The steady, trusted voice of NBC News, he broke a historic barrier to become America's most-watched evening news anchor.
Lester Holt's journey to the anchor chair is a story of preparation meeting profound moment. He built his reputation not in the flash of prime time, but in the demanding overnight shifts and weekend hours, developing a calm, authoritative delivery that felt both informed and reassuring. A skilled journalist and interviewer, he served as a primary anchor for 'Dateline NBC' and frequently substituted on the 'Nightly News' desk. In 2015, following a crisis of credibility for the network, NBC turned to Holt's unimpeachable integrity, naming him the permanent anchor of 'NBC Nightly News.' With that promotion, he made history as the first Black man to solo-anchor a weekday network evening newscast. Under his stewardship, the broadcast maintained its ratings dominance, a testament to the public's trust in his even-handed, fact-focused approach. Holt represents a classic model of broadcast journalism, where credibility, earned over decades, is the ultimate currency.
1946–1964
The largest generation in history at the time. Shaped by postwar prosperity, the Vietnam War, the sexual revolution, and Watergate. They questioned every institution their parents built — then ran them.
Lester was born in 1959, placing them squarely in the Baby Boomers. The events that shaped this generation — postwar prosperity, civil rights, Vietnam, and the counterculture — shaped the world they entered and the choices available to them.
The biggest hits of 1959
#1 Movie
Ben-Hur
Best Picture
Ben-Hur
#1 TV Show
Gunsmoke
The world at every milestone
Fidel Castro takes power in Cuba
Civil Rights Act signed; Beatles arrive in America
Watergate break-in; last Apollo Moon mission
Fall of Saigon ends the Vietnam War
Star Wars premieres; Elvis dies
John Lennon shot and killed in New York
Berlin Wall falls; Tiananmen Square protests
Columbine shooting; Y2K panic builds
Michael Jackson dies; Bitcoin created
First image of a black hole; Hong Kong protests
He is an accomplished cellist and played in his high school orchestra.

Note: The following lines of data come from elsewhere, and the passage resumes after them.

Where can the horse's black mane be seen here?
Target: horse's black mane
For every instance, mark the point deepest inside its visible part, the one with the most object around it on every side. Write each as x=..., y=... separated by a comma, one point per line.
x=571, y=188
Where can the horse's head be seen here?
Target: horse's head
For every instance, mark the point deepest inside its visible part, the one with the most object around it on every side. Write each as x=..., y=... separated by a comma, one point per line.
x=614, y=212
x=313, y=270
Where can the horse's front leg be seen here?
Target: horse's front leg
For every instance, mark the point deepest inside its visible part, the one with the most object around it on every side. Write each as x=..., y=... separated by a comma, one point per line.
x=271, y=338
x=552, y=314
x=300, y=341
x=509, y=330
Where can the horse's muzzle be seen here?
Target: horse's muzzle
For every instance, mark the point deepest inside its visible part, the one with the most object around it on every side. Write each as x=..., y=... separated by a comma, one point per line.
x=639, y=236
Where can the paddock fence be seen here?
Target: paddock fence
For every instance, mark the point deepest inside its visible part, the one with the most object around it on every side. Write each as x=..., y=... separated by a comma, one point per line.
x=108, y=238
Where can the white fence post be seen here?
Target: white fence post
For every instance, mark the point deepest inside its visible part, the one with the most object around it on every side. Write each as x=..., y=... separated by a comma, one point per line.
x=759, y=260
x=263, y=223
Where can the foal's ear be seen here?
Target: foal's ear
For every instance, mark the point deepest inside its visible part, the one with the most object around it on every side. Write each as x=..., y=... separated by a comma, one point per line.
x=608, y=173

His first job in broadcasting was as a reporter for WCBS-AM radio in New York, where he started while still in college.
He began his television career as a correspondent for the CBS affiliate in New York City, WCBS-TV.
He is a licensed pilot and has flown small aircraft.
“I think in today's world, with so many sources of information, our job is not just to deliver the news, but to deliver the truth.”